Formula 1 Documentary
The documentary includes quite a bit of information regarding both the early and modern days of Formula 1 racing. The film showcases the dangers of the early pit stops, and it details the fast-paced pit stops and perfectly synced crews of the current age. It also includes a great deal of information about general daily life on a Formula 1 team both then and now, and it illuminates many of the most famous figureheads in the Formula 1 landscape, including Bernie Ecclestone. While the information about early F1 life is quite fascinating, it is possible that the most interesting story in the documentary details how the designer of the original McLaren F1 also created the system for the modern pit stop routine.

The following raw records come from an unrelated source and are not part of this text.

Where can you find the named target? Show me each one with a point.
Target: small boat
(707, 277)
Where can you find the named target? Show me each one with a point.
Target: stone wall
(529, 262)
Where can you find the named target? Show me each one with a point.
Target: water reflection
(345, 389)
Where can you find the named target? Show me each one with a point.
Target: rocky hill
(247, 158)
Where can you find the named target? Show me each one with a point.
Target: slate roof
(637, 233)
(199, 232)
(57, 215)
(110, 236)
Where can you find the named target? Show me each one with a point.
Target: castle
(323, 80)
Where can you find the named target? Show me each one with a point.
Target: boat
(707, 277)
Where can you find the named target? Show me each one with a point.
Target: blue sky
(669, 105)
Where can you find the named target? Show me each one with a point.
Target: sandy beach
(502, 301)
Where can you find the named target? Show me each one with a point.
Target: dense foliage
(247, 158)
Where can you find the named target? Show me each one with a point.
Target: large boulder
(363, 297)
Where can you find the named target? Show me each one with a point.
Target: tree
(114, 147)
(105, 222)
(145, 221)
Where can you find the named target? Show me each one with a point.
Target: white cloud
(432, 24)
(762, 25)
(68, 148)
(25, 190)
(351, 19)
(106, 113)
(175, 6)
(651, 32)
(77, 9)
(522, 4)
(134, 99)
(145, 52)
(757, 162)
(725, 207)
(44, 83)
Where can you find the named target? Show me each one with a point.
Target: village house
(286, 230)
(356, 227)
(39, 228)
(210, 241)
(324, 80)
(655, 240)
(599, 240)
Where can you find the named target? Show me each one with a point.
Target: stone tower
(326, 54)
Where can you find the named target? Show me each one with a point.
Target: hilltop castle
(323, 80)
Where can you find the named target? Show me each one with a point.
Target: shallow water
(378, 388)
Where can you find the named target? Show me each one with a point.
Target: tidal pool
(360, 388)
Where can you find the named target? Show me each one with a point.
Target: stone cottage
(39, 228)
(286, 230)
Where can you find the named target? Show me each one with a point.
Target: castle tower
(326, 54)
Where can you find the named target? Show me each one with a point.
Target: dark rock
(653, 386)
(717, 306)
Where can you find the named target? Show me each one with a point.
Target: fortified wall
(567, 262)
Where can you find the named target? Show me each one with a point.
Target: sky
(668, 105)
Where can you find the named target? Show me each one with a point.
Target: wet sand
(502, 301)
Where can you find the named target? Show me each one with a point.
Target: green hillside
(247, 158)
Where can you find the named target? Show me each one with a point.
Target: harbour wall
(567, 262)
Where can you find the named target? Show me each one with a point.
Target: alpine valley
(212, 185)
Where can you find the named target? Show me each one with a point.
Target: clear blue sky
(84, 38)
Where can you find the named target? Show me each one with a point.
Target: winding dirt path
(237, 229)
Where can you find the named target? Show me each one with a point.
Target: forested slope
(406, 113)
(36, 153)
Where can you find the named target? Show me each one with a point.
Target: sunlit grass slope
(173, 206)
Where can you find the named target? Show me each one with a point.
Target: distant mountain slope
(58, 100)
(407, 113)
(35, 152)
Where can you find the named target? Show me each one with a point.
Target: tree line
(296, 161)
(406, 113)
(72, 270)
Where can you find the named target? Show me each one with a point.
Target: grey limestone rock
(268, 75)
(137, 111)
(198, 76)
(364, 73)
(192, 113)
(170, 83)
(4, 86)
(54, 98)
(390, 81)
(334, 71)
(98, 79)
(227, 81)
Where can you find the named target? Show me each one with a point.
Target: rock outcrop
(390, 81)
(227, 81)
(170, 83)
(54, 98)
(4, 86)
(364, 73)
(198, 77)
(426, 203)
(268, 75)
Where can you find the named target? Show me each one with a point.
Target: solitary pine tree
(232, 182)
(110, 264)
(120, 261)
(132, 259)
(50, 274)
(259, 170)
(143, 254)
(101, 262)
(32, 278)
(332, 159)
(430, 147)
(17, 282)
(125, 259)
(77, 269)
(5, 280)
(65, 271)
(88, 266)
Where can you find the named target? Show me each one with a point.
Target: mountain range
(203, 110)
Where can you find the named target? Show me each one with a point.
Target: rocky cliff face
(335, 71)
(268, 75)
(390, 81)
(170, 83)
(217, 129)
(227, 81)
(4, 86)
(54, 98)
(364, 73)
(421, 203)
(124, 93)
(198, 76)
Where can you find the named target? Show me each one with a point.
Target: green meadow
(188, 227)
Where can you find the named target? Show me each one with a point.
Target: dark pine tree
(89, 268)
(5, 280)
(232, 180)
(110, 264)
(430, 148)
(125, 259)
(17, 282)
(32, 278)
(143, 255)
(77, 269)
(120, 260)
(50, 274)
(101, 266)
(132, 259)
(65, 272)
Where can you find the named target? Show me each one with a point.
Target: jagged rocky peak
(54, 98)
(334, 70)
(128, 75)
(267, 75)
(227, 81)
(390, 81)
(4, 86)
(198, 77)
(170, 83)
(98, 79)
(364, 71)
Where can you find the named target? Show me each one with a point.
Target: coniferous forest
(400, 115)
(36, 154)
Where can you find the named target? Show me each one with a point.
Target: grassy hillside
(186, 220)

The creator of the McLaren F1 was a man named Gordon Murray, and he is one of the most respected and cited men within the Formula 1 industry. His team came up with the system for modern pit stops during the 1980s. During the time, pit stops were already in use by racers, but they were slow and often caused more problems than they solved, especially from a timing standpoint. Older F1 cars were built to carry more fuel and to last longer on their tires since pit stops had yet to be perfected. Murray knew there had to be a better system, so he began to look for ways to remove additional weight from the car. At the time, he was working on the Brabham F1 team, and he realized that a huge portion of the weight from an F1 vehicle came from the fuel. In order to combat that issue, he tried to come up with a method that would allow cars to carry less fuel, which would translate to less drag and a faster car. However, he had to get around the limitations of the old, slow style of pit stops.
Beer Kegs Used for Fuel
As with most solutions to new problems, necessity was the mother of invention. Murray and his team realized they could pump more fuel into the cars at a faster rate if they put the fuel under pressure. In order to accomplish this goal, they created a new fueling system that used a pressurized beer keg filled with 30 gallons of fuel. The new system allowed the team to pump the entirety of the fuel into the vehicle in only 3 seconds. They painted their keg systems with the color schemes of the team, and a new standard was born.

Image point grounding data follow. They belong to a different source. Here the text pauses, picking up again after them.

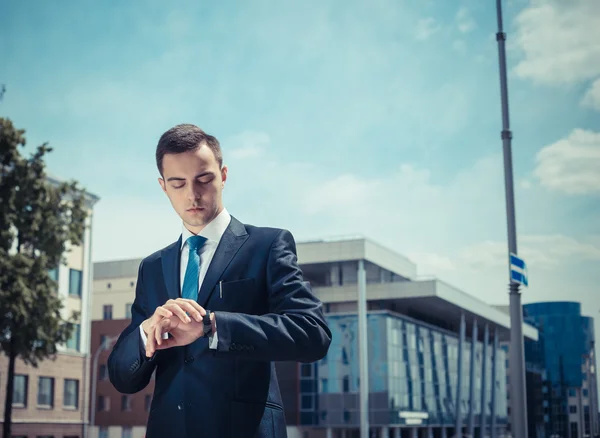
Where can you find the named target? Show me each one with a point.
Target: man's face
(194, 184)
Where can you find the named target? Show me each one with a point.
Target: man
(213, 310)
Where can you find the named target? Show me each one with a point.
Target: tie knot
(195, 242)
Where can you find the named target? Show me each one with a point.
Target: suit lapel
(170, 258)
(234, 237)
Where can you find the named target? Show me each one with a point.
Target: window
(73, 342)
(20, 390)
(71, 394)
(103, 373)
(128, 310)
(75, 282)
(46, 391)
(103, 404)
(53, 273)
(107, 311)
(574, 429)
(126, 403)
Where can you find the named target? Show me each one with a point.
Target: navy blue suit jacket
(266, 313)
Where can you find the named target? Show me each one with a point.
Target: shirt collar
(213, 231)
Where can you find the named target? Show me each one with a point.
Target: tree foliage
(39, 217)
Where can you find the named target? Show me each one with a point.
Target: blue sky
(374, 117)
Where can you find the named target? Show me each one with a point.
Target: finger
(192, 308)
(150, 342)
(159, 314)
(177, 311)
(158, 330)
(168, 343)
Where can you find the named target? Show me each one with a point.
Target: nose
(193, 192)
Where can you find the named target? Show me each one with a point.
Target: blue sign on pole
(518, 270)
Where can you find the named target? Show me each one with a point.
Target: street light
(518, 398)
(103, 346)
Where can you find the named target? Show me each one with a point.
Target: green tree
(38, 217)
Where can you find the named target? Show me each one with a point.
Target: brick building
(51, 400)
(116, 415)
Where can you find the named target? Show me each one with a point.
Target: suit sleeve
(129, 369)
(295, 327)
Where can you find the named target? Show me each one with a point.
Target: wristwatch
(207, 324)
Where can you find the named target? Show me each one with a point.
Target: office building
(51, 400)
(570, 404)
(116, 415)
(434, 351)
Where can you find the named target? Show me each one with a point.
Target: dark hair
(185, 138)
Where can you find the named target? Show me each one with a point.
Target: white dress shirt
(213, 233)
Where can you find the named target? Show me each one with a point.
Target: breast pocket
(238, 296)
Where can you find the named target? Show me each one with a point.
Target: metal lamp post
(518, 403)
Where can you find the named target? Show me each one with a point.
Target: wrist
(213, 322)
(145, 326)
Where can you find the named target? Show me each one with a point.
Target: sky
(379, 118)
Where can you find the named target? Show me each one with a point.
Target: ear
(162, 184)
(224, 170)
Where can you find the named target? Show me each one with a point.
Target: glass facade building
(566, 351)
(413, 373)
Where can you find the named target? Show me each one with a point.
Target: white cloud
(540, 252)
(526, 184)
(560, 41)
(592, 96)
(464, 20)
(426, 27)
(460, 46)
(571, 165)
(431, 264)
(248, 144)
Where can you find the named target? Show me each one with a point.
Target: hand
(179, 310)
(180, 334)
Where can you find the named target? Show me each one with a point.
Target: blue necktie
(190, 281)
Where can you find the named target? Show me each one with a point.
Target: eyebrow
(176, 178)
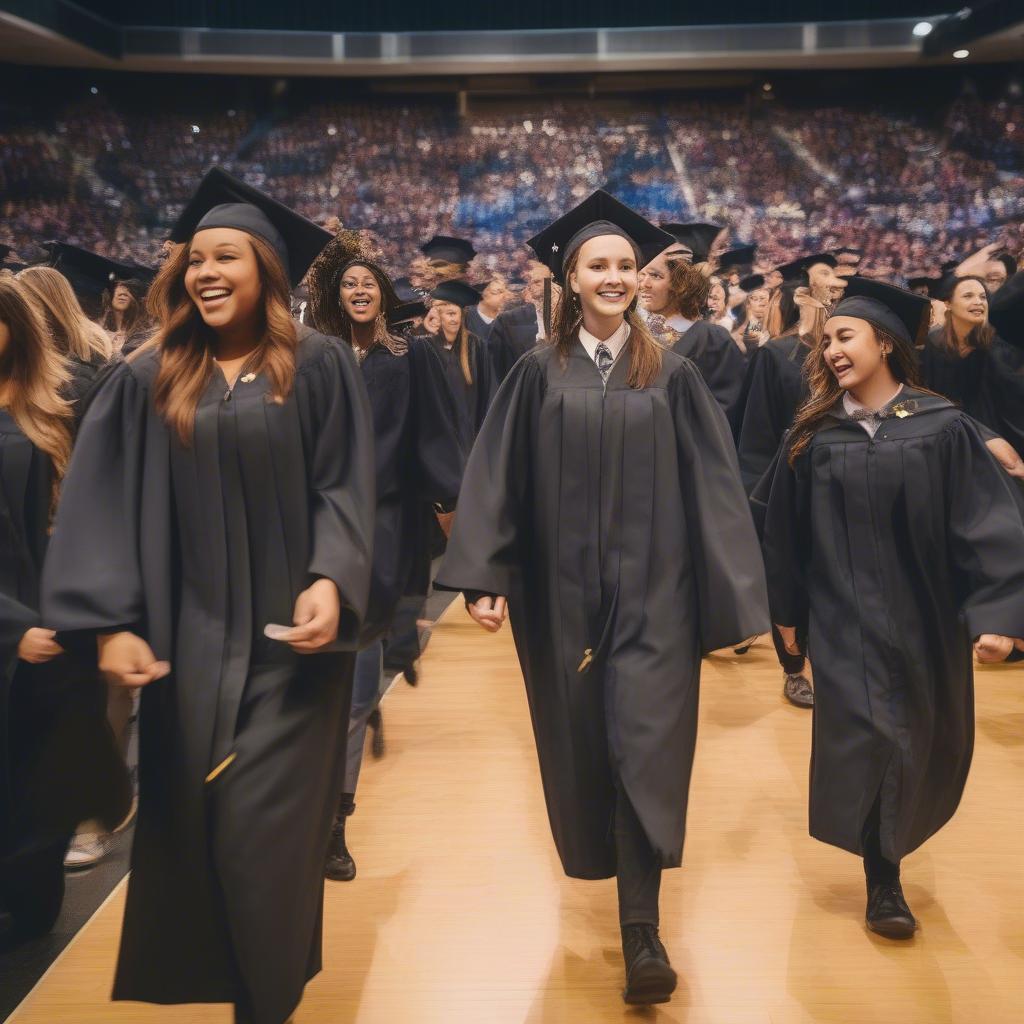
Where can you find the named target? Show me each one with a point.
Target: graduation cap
(1006, 311)
(739, 255)
(224, 201)
(599, 214)
(899, 312)
(449, 249)
(456, 292)
(698, 237)
(795, 272)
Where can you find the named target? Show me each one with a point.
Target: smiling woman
(222, 483)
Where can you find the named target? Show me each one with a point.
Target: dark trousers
(878, 869)
(793, 665)
(639, 867)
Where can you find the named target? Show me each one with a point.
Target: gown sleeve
(727, 562)
(485, 546)
(342, 481)
(92, 578)
(986, 537)
(763, 424)
(439, 458)
(780, 503)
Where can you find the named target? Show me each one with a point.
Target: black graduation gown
(512, 335)
(420, 459)
(895, 553)
(987, 384)
(614, 521)
(197, 549)
(472, 400)
(58, 760)
(774, 391)
(718, 357)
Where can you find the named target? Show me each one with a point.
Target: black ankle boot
(649, 977)
(887, 912)
(339, 866)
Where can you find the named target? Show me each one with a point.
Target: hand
(788, 635)
(317, 611)
(126, 659)
(1007, 457)
(38, 646)
(990, 647)
(489, 612)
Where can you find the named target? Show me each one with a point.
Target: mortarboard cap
(223, 201)
(698, 237)
(449, 249)
(740, 254)
(456, 292)
(1006, 311)
(895, 310)
(599, 214)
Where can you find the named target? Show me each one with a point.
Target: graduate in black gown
(602, 502)
(58, 761)
(895, 540)
(973, 365)
(464, 357)
(673, 294)
(419, 461)
(222, 483)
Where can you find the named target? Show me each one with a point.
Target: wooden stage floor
(461, 913)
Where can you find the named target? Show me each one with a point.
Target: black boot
(340, 866)
(887, 912)
(649, 977)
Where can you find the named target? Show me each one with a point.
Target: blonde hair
(54, 300)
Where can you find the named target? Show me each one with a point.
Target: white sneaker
(87, 849)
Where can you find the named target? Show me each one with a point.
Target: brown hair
(645, 352)
(54, 300)
(34, 375)
(824, 389)
(980, 336)
(328, 311)
(184, 341)
(688, 288)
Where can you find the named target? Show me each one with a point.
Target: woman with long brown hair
(673, 296)
(894, 543)
(214, 536)
(466, 366)
(124, 314)
(602, 503)
(419, 460)
(968, 361)
(85, 345)
(58, 764)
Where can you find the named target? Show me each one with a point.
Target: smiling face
(852, 350)
(222, 278)
(360, 295)
(969, 303)
(654, 283)
(606, 276)
(122, 298)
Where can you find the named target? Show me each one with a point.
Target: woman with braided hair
(419, 462)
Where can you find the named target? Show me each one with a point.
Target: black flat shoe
(797, 689)
(888, 913)
(339, 866)
(649, 977)
(376, 723)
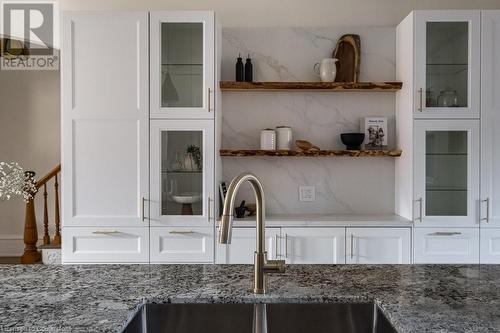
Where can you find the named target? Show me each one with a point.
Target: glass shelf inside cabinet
(181, 64)
(447, 64)
(446, 173)
(182, 172)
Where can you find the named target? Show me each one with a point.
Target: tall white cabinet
(139, 136)
(105, 122)
(446, 116)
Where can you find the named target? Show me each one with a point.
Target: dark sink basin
(261, 318)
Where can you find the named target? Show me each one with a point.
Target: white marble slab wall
(343, 185)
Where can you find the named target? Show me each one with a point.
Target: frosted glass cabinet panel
(447, 64)
(182, 179)
(446, 173)
(182, 64)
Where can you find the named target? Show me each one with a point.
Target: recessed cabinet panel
(449, 245)
(490, 120)
(182, 245)
(447, 67)
(242, 247)
(182, 172)
(446, 174)
(182, 65)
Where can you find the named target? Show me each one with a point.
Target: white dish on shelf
(187, 197)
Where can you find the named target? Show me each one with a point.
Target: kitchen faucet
(262, 266)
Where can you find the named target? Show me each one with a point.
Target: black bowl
(353, 141)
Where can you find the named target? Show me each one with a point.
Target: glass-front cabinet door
(446, 173)
(182, 172)
(447, 64)
(182, 52)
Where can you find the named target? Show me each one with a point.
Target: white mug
(326, 69)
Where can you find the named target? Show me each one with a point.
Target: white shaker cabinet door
(378, 245)
(313, 245)
(104, 87)
(490, 120)
(243, 245)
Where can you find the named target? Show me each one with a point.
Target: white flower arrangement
(14, 182)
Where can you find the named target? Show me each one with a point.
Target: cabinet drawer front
(105, 245)
(242, 247)
(182, 245)
(457, 245)
(490, 246)
(378, 246)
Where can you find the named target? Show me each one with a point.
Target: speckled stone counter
(101, 298)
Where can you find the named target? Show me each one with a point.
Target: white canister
(284, 137)
(267, 139)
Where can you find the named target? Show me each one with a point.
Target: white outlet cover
(307, 193)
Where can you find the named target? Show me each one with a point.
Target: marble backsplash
(343, 185)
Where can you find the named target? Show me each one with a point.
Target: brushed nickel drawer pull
(99, 232)
(487, 218)
(177, 232)
(443, 233)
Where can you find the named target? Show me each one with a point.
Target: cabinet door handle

Since the new fuel system freed up so much time, the team realized they would also have the chance to change the vehicles tires, but since the new fueling system was so efficient, they had to come up with a new method of changing the tires quickly. Not only that, but the tires had to remain warm so they wouldn’t split or damage when fresh tire were put on the vehicle. They solved both these issues by building a heated box to store the tires before they were needed, and they started loading wheel nuts into their air guns before the car arrived in the pit. This allowed them to shave precious seconds off their total pit stop time, which makes all the difference in a race. It took some time before the strategies started to pay off, but when engines became more reliable, the benefits were undeniable.